The archaeological city of Abu Mena, west of Alexandria, the only Coptic archeological site in Egypt registered on the UNESCO World Heritage list, is threatened by the 5.5 meter rise of groundwater levels in the area.
Abu Mena, which is an important Christian pilgrimage destination, is located in the city of Borg al-Arab, about 120 kilometers west of Alexandria.
The 970-acre city includes a monastery, a church, and an archaeological cemetery of Saint Abu Mena, which has been completely flooded by groundwater.
The Ministry of Antiquities has implemented a project to decrease the groundwater level in the area to 2 meters in 2010. The project was implemented over three stages and cost LE50 million, according to head of the Engineering Management of Lower Egypt and Sinai Antiquities Mohamed Reda Youssef.
The improper maintenance of the 170 water pumps placed to eliminate excess water from the area threatens that the project will fail, he said, pointing out that about 40 pumps are currently working, which has caused the water levels to increase again.
The maintenance of pumps needs about LE3million annually, according to Youssef.
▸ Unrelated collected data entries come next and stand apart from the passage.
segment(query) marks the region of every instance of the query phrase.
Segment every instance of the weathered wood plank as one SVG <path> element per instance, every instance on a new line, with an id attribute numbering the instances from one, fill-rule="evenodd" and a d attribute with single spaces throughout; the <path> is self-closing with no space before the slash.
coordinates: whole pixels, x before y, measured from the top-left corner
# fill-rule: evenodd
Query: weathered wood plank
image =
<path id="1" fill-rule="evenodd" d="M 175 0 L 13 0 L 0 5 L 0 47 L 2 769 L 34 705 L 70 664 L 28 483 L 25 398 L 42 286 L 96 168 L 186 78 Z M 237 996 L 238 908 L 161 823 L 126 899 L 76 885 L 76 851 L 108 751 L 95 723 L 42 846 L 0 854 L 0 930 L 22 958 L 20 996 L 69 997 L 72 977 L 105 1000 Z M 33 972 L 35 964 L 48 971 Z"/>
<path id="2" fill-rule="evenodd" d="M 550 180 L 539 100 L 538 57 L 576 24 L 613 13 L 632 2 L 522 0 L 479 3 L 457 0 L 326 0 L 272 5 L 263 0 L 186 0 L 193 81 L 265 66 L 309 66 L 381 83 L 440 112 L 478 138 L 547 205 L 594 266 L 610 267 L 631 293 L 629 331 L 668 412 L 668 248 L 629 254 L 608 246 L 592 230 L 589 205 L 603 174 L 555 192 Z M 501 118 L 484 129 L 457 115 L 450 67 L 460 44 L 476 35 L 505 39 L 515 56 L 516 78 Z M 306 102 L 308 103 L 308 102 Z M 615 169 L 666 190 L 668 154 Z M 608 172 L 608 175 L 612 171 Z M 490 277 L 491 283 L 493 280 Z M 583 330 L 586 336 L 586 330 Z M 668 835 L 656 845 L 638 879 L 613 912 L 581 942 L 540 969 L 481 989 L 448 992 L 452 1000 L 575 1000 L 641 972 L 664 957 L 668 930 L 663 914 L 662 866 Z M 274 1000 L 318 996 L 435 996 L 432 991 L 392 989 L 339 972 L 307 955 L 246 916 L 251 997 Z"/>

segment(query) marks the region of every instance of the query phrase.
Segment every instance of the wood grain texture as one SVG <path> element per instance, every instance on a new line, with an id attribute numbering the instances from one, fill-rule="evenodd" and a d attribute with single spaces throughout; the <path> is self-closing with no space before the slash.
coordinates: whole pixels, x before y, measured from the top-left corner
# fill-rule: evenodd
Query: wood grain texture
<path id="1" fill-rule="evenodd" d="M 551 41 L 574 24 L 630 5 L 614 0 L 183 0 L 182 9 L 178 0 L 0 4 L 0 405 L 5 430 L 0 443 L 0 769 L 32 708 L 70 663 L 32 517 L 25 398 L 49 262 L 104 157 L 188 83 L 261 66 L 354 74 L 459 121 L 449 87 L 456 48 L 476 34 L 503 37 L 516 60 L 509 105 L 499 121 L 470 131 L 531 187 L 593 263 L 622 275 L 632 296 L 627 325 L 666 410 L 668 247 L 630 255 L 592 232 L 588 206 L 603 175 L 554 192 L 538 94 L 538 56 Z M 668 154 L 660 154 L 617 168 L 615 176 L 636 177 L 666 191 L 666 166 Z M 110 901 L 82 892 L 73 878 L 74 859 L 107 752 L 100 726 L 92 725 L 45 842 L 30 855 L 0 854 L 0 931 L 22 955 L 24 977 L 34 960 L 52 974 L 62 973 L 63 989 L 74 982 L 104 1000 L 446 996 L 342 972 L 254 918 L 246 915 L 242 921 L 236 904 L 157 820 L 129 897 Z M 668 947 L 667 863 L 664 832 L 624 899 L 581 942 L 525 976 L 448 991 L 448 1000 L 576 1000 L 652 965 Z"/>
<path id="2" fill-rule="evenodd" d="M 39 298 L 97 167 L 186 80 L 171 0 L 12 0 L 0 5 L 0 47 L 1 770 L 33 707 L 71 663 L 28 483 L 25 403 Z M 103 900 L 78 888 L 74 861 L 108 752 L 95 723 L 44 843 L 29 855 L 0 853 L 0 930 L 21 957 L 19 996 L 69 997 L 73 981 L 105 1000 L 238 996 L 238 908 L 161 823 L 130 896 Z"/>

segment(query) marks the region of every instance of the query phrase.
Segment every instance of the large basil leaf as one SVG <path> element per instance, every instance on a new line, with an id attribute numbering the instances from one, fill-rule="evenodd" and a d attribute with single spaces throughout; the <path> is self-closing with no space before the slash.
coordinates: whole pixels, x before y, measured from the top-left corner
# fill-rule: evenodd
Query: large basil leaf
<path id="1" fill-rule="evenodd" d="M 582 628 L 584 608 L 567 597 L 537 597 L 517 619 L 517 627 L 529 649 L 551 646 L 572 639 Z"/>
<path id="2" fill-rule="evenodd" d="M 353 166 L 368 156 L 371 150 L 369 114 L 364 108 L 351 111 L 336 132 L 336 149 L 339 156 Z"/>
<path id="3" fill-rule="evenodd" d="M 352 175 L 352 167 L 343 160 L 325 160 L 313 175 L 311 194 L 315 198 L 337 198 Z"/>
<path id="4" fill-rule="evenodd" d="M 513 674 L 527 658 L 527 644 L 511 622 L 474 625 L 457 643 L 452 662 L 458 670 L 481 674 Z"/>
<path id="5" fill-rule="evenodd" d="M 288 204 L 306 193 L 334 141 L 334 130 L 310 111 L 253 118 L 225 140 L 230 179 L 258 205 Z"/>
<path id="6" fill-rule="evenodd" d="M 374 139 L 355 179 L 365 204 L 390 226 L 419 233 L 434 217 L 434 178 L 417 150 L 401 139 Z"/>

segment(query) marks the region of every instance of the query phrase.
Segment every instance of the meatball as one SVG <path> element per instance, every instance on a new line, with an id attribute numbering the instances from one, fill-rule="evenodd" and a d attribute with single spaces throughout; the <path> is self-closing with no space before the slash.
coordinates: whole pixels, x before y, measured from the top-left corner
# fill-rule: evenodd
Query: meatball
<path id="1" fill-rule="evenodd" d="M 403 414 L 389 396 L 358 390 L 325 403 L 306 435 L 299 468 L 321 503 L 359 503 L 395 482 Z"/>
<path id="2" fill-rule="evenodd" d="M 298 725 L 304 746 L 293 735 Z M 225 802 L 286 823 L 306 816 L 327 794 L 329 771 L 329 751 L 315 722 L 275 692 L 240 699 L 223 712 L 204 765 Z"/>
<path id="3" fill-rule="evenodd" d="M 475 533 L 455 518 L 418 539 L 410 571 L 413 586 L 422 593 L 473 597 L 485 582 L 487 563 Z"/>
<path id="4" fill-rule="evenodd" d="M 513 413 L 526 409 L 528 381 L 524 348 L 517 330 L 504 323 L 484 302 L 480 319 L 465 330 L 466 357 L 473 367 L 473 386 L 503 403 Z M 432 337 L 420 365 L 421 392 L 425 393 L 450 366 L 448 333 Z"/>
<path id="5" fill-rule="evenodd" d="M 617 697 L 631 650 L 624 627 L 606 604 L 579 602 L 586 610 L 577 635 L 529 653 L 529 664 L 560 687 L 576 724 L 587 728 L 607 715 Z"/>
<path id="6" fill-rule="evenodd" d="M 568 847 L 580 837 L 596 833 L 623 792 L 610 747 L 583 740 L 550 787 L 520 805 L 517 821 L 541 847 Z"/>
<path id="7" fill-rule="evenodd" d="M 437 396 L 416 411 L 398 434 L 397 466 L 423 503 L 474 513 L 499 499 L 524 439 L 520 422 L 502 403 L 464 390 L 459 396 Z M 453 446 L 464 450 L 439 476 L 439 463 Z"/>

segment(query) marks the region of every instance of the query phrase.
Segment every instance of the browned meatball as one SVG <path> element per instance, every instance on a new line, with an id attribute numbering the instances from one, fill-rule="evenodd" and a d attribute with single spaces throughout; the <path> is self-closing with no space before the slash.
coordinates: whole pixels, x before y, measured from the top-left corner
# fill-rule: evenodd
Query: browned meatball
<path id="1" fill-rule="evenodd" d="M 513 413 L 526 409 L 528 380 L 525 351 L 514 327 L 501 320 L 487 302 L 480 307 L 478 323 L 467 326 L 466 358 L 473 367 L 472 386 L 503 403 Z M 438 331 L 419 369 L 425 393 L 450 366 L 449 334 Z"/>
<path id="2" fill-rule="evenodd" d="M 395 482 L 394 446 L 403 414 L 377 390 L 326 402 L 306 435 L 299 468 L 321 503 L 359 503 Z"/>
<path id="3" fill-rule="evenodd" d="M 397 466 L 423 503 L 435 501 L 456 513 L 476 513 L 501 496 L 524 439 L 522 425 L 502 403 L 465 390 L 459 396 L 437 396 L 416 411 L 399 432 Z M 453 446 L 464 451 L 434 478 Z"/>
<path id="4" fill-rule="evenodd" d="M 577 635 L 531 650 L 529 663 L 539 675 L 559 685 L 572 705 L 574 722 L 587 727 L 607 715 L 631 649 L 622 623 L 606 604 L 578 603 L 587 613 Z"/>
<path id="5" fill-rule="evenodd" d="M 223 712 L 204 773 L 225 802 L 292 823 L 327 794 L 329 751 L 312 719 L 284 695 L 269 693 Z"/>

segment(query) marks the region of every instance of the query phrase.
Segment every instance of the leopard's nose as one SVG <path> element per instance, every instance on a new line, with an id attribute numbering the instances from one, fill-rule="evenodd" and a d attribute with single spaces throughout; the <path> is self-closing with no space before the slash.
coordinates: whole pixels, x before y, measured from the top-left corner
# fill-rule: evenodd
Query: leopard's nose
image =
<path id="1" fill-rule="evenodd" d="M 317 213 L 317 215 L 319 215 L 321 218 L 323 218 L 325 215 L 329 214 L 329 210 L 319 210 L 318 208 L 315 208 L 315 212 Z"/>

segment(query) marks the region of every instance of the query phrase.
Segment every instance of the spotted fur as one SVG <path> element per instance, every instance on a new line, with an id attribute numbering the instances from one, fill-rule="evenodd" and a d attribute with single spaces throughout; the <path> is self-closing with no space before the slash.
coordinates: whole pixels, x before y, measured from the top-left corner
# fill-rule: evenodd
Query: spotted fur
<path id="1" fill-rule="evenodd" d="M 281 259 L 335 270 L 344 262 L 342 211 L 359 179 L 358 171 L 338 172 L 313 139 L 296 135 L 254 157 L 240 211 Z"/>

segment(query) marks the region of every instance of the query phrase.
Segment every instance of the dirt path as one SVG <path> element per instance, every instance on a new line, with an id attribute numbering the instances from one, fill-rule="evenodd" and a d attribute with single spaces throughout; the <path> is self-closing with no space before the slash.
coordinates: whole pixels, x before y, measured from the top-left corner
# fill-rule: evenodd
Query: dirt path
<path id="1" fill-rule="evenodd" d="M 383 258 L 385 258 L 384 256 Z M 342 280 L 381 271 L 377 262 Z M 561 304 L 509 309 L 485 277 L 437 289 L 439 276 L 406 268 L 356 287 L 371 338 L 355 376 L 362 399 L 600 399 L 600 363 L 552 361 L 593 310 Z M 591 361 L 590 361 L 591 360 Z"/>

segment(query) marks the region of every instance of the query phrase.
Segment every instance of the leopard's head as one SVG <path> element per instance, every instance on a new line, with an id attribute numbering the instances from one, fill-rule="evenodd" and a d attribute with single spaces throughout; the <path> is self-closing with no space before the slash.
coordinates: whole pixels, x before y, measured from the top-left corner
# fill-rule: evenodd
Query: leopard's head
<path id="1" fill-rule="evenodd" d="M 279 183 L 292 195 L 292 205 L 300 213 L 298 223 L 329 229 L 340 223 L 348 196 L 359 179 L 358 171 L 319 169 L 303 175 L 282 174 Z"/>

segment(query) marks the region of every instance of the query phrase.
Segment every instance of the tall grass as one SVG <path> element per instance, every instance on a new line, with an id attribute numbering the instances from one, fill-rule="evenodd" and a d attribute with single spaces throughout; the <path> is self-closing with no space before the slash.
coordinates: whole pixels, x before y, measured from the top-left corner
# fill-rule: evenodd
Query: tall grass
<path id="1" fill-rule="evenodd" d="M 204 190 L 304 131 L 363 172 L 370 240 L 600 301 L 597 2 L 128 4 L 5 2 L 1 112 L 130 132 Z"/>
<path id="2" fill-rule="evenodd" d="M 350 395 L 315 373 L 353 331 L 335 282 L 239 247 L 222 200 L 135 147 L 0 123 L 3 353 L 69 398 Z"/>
Since 2010, there has been no maintenance.
Former head of the Islamic, Coptic and Jewish Antiquities sector in Alexandria, Mohamed Ali Saeed said the Abu Mena city could be removed from the UNESCO's world's heritage sites' list as it is currently on the red list of endangered areas.
Saeed called for the formation of a board of trustees, representing various ministries and bodies concerned with antiquities, including the ministries of Culture and Antiquities, to take care of Abu Mena city.
"The state has failed, in light of political changes and bad economic conditions, to provide financial resources for the proper maintenance of the site. Frequent power cuts have also contributed to the problem," said Father Tadawos Ava Mena of Saint Mena Monastery.